In their genomewide association study, the team first looked at 2.5 million SNPs among more than 6900 people of white European descent and found that a variant in the Lp(a) locus--rs10455872--reached genomewide significance for the presence of aortic-valve calcification on CT scan (odds ratio per allele 2.05; p=9x10-10). This finding was replicated in an additional 2000 people of Hispanic origin, about 2500 African Americans, and more than 700 Germans (p<0.05 for all comparisons).

The prevalence of the SNP is about 13% in the white population and slightly less in other ethnic groups, Post says.

All had previously undergone a CT scan to look for the presence of aortic-valve calcium and were participants in several ongoing studies--the Multi-Ethnic Study of Atherosclerosis (MESA); the Framingham Heart Study; the Age, Gene/Environment Susceptibility (AGES) study in Iceland; and the Heinz Nixdorf RECALL study in Germany.

In further prospective analyses, the researchers were also able to demonstrate an association between the variant and incident aortic stenosis (hazard ratio per allele 1.68) as well as aortic-valve replacement (hazard ratio 1.54) among more than 28 000 people in Sweden. The association with aortic stenosis was also replicated in an independent Danish cohort.

Topol says the research not only shows that a common variant in Lp(a) is implicated but that this was indeed "a driver of the process." However, "there are some key unknowns, too," he adds. "Clearly, there are other genomic variants that pose a risk for this condition that are not yet known (albeit may be low frequency or rare)."

Findings Could Reawaken Interest in Therapies Targeting Lp(a)

Expanding upon the implications of the research for heartwire , Post said: "The idea is not specifically to predict who is going to develop aortic stenosis, although this is a pretty large effect--it's a doubling of the odds of having aortic-valve calcium. Since Lp(a) predicts risk for myocardial infarction and now we know it also predicts risk for aortic stenosis, we are hoping that maybe pharmaceutical companies will advance their research into compounds that can lower Lp(a), because drugs like statins don't."

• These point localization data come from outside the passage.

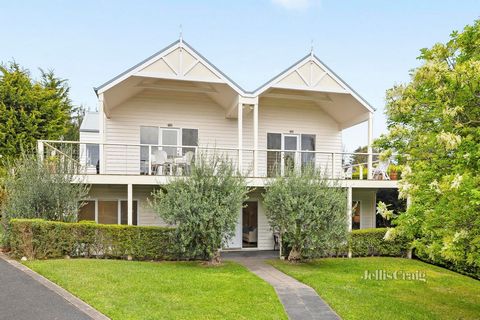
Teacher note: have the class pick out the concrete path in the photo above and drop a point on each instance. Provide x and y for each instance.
(300, 301)
(27, 295)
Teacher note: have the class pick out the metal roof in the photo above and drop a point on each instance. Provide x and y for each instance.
(90, 122)
(246, 92)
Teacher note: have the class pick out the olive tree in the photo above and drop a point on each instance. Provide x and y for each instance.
(434, 126)
(309, 212)
(42, 189)
(204, 206)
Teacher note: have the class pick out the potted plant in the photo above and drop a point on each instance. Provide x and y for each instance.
(393, 172)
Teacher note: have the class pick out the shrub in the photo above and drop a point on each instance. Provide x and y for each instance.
(307, 211)
(40, 239)
(204, 208)
(370, 242)
(44, 190)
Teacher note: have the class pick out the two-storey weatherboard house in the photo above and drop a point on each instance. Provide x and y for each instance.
(154, 118)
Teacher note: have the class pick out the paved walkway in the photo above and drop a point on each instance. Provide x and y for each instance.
(300, 301)
(26, 295)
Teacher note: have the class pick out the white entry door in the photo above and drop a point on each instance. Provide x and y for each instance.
(290, 155)
(236, 241)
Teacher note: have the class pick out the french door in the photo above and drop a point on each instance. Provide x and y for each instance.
(291, 153)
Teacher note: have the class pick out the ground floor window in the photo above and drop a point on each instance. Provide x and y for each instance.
(87, 211)
(108, 211)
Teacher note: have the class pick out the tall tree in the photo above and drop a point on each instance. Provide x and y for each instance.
(31, 110)
(434, 124)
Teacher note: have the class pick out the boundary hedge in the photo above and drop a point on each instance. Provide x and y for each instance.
(370, 242)
(41, 239)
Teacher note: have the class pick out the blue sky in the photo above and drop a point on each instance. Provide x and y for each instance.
(370, 44)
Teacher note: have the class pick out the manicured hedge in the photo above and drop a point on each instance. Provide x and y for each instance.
(40, 239)
(370, 242)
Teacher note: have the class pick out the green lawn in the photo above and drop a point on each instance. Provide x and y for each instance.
(444, 294)
(164, 290)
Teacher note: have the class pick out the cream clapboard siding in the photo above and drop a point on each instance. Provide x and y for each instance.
(181, 110)
(367, 200)
(301, 117)
(146, 215)
(198, 111)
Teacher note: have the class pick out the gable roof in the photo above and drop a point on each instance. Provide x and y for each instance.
(163, 53)
(90, 122)
(337, 84)
(328, 74)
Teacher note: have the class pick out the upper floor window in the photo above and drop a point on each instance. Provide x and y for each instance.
(93, 154)
(170, 141)
(287, 152)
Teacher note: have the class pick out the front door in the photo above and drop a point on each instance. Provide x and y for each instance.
(290, 145)
(250, 225)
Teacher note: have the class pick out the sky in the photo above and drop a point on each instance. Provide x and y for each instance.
(371, 44)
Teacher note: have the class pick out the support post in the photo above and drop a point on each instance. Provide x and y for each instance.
(130, 204)
(149, 160)
(40, 150)
(349, 208)
(370, 142)
(101, 117)
(240, 137)
(255, 140)
(333, 165)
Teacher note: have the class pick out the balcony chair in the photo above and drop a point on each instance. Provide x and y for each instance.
(185, 162)
(348, 172)
(159, 162)
(380, 171)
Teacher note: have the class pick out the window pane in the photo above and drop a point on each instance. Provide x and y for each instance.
(149, 135)
(170, 138)
(190, 137)
(108, 212)
(124, 212)
(290, 143)
(87, 211)
(93, 154)
(308, 143)
(274, 141)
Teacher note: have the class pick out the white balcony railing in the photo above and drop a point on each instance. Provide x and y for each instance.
(144, 159)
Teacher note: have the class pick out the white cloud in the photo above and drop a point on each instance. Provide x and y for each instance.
(296, 4)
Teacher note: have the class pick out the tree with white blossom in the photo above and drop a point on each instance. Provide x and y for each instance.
(434, 126)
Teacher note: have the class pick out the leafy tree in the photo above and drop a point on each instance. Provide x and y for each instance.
(309, 212)
(31, 110)
(42, 189)
(434, 124)
(204, 207)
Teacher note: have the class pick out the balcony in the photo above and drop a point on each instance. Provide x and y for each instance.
(170, 160)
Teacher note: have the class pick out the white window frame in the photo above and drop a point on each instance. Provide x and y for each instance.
(297, 152)
(179, 137)
(119, 209)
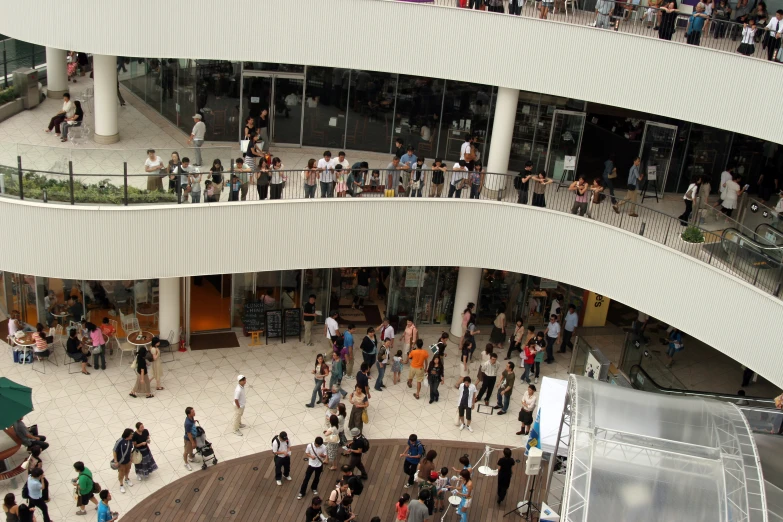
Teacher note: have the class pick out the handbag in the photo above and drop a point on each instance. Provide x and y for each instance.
(136, 457)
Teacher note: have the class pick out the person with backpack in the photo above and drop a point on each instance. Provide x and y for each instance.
(316, 458)
(413, 456)
(358, 447)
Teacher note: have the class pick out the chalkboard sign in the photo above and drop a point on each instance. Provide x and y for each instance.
(274, 324)
(253, 317)
(292, 320)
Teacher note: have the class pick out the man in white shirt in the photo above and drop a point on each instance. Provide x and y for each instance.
(68, 110)
(331, 328)
(458, 177)
(552, 336)
(326, 175)
(281, 448)
(239, 404)
(316, 458)
(775, 28)
(569, 325)
(197, 138)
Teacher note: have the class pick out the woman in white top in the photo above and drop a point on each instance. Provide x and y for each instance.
(748, 45)
(529, 400)
(731, 192)
(690, 195)
(277, 179)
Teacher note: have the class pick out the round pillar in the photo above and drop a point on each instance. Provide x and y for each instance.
(105, 74)
(468, 286)
(168, 307)
(56, 72)
(502, 132)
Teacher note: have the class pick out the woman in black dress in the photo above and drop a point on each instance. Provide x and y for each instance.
(668, 19)
(141, 442)
(142, 384)
(505, 463)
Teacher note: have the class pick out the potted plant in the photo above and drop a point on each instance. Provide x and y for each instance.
(692, 234)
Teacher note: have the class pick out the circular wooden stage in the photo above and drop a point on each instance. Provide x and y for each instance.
(244, 489)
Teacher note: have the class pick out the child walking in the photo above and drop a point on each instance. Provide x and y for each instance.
(402, 507)
(397, 367)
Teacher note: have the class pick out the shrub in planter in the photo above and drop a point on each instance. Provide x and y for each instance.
(692, 235)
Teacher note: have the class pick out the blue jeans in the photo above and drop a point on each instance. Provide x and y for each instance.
(503, 401)
(379, 379)
(317, 391)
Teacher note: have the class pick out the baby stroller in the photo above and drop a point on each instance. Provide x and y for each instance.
(204, 447)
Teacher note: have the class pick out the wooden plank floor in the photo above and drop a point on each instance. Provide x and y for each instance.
(244, 489)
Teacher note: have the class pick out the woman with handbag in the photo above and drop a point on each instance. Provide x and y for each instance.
(142, 384)
(142, 456)
(359, 404)
(332, 439)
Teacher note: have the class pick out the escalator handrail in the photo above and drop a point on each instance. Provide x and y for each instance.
(762, 248)
(708, 395)
(773, 229)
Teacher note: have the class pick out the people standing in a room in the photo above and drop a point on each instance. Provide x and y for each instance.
(409, 336)
(341, 181)
(310, 179)
(173, 169)
(68, 110)
(732, 192)
(157, 362)
(439, 170)
(197, 138)
(263, 129)
(668, 18)
(153, 165)
(529, 400)
(277, 178)
(540, 181)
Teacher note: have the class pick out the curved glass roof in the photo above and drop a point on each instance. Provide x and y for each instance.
(648, 457)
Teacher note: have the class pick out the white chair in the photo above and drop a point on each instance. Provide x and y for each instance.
(126, 347)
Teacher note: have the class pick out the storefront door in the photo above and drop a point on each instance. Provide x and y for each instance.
(656, 153)
(282, 94)
(565, 140)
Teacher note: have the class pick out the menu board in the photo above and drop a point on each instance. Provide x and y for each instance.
(274, 324)
(253, 316)
(292, 322)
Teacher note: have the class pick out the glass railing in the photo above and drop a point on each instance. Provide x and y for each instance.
(118, 186)
(721, 32)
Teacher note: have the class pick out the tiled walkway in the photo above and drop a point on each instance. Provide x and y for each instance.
(83, 416)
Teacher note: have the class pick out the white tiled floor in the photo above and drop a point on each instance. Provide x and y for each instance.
(82, 415)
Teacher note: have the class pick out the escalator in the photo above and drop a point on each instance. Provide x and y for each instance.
(764, 420)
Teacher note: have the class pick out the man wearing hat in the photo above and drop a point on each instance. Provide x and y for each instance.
(239, 404)
(356, 448)
(197, 138)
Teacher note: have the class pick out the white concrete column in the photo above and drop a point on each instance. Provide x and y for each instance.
(468, 286)
(105, 73)
(502, 132)
(56, 72)
(168, 307)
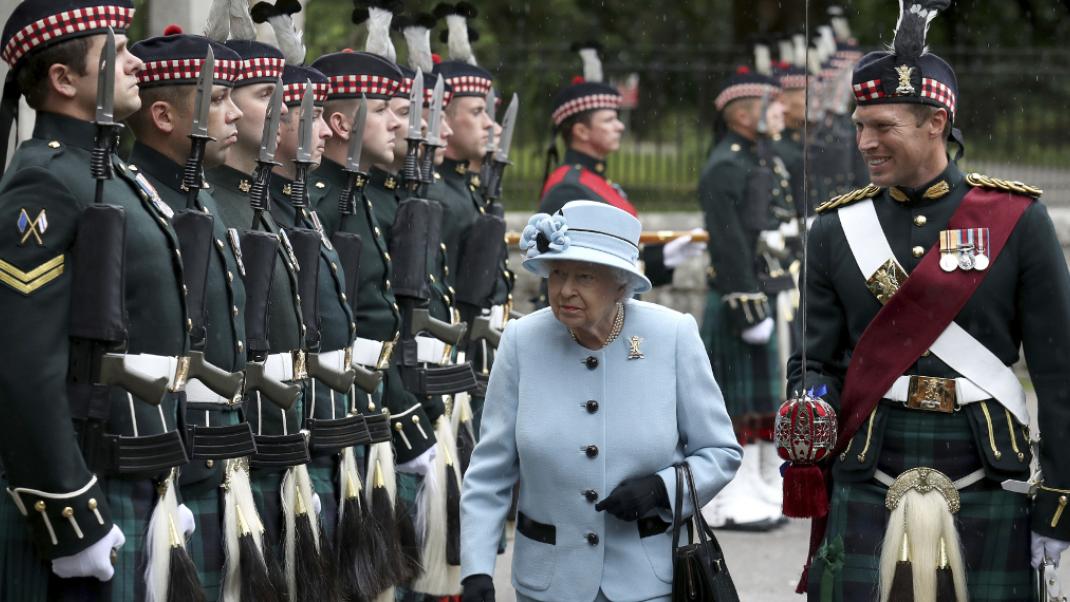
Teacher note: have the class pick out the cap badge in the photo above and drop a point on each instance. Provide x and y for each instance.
(34, 228)
(905, 88)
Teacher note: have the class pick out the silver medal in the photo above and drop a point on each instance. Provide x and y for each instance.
(965, 260)
(947, 262)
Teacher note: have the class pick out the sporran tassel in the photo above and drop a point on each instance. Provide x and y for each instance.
(381, 516)
(358, 540)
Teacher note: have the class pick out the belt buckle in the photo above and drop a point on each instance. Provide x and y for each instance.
(384, 354)
(181, 373)
(300, 370)
(931, 394)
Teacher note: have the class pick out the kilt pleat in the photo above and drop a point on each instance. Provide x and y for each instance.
(750, 376)
(993, 524)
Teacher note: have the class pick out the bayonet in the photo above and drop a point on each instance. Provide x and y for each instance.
(416, 107)
(415, 135)
(265, 160)
(304, 155)
(495, 167)
(305, 125)
(508, 126)
(433, 140)
(434, 118)
(491, 112)
(192, 174)
(356, 179)
(100, 164)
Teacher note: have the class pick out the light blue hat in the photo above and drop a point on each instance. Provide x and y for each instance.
(584, 231)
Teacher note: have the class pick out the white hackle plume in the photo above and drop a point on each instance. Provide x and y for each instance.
(763, 62)
(417, 39)
(592, 64)
(460, 48)
(289, 40)
(241, 21)
(217, 25)
(799, 42)
(379, 33)
(786, 50)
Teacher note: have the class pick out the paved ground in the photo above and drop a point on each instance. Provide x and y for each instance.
(765, 567)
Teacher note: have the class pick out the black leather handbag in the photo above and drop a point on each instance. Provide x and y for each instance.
(699, 572)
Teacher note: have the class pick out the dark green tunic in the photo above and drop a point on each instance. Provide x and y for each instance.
(49, 179)
(1022, 304)
(749, 374)
(377, 312)
(224, 346)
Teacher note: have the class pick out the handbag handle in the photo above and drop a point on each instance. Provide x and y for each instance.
(706, 538)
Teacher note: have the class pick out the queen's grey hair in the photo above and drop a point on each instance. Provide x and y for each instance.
(624, 278)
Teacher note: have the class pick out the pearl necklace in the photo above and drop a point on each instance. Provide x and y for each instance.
(614, 333)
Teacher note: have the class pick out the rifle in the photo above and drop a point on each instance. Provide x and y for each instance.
(260, 249)
(194, 230)
(349, 245)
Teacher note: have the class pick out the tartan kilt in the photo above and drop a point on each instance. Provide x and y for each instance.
(132, 502)
(408, 487)
(993, 524)
(24, 575)
(266, 488)
(204, 499)
(323, 473)
(750, 376)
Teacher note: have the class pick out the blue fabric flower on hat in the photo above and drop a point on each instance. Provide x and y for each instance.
(544, 233)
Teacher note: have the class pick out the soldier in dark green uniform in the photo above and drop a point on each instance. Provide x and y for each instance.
(922, 288)
(585, 114)
(163, 127)
(60, 445)
(740, 195)
(231, 182)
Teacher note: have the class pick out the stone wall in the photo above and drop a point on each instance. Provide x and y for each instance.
(688, 291)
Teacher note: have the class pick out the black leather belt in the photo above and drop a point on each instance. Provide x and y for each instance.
(279, 451)
(150, 454)
(336, 434)
(379, 428)
(482, 381)
(548, 534)
(220, 443)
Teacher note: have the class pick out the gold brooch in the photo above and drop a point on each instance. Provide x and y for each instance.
(633, 352)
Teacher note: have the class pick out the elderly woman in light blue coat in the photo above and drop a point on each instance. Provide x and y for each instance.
(591, 403)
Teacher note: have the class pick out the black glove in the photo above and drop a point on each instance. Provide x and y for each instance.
(635, 497)
(477, 588)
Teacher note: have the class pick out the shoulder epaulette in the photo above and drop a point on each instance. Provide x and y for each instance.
(836, 202)
(980, 181)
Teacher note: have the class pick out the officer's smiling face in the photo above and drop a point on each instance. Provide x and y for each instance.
(253, 101)
(381, 129)
(469, 120)
(583, 296)
(898, 149)
(127, 101)
(223, 118)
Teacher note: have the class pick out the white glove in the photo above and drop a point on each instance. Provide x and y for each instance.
(185, 524)
(790, 229)
(421, 464)
(1046, 548)
(773, 241)
(759, 334)
(681, 249)
(93, 561)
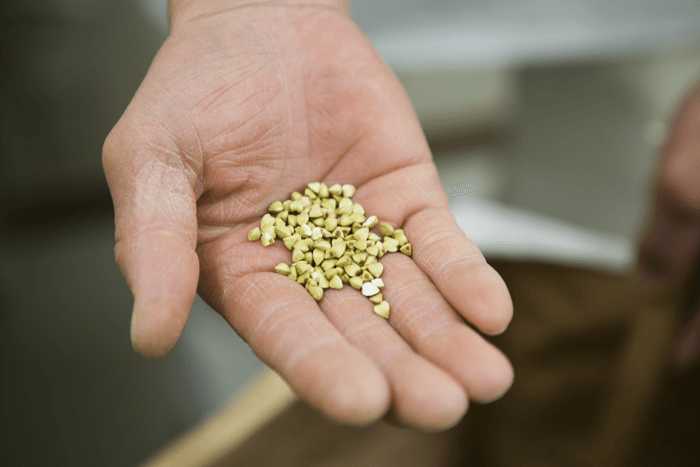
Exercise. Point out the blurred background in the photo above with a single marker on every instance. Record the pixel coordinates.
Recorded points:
(545, 118)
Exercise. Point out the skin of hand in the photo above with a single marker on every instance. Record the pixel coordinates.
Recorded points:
(244, 105)
(670, 248)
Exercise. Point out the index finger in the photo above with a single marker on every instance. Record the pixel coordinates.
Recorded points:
(671, 242)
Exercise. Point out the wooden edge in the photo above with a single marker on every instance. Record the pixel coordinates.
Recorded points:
(258, 403)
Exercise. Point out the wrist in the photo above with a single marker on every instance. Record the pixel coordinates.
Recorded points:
(183, 10)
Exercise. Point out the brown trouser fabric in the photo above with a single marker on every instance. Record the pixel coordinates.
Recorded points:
(590, 353)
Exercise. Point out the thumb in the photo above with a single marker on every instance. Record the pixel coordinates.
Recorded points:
(156, 234)
(671, 244)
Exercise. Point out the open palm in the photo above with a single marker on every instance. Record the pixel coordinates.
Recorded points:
(244, 107)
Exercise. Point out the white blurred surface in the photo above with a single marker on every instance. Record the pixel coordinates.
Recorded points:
(417, 34)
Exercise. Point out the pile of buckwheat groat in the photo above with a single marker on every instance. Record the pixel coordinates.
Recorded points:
(331, 243)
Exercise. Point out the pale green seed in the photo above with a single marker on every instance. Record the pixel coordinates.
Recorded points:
(382, 309)
(298, 255)
(369, 289)
(283, 232)
(401, 239)
(370, 222)
(290, 241)
(315, 211)
(386, 229)
(303, 278)
(301, 245)
(358, 219)
(276, 207)
(352, 269)
(254, 234)
(331, 223)
(270, 231)
(330, 273)
(267, 221)
(335, 282)
(335, 189)
(296, 206)
(267, 239)
(345, 210)
(329, 204)
(282, 268)
(390, 244)
(338, 249)
(323, 282)
(362, 234)
(323, 245)
(302, 266)
(376, 269)
(359, 258)
(323, 190)
(316, 292)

One compound that does lower Lp(a) is niacin, she noted, but this has recently suffered a huge setback in the wake of the HPS-2 THRIVE results. Estrogen also lowers Lp(a) but again has suffered from controversy, she notes.

Topol added: "We don't know whether niacin or other Lp(a) antagonists will prevent the process in the individuals at risk. But with this paper, there's great substrate to work with."

Thanassoulis or his institute has received grants from the Canadian Institute for Health Research and the Fonds de Recherche en Santé du Quebec and payment for lectures including service on speaker's bureaus from Servier Canada. Post's institution has received a grant from the National Institutes of Health. Disclosures for the coauthors are provided with the full text of the article at NEJM.org . Dorn has no conflicts of interest.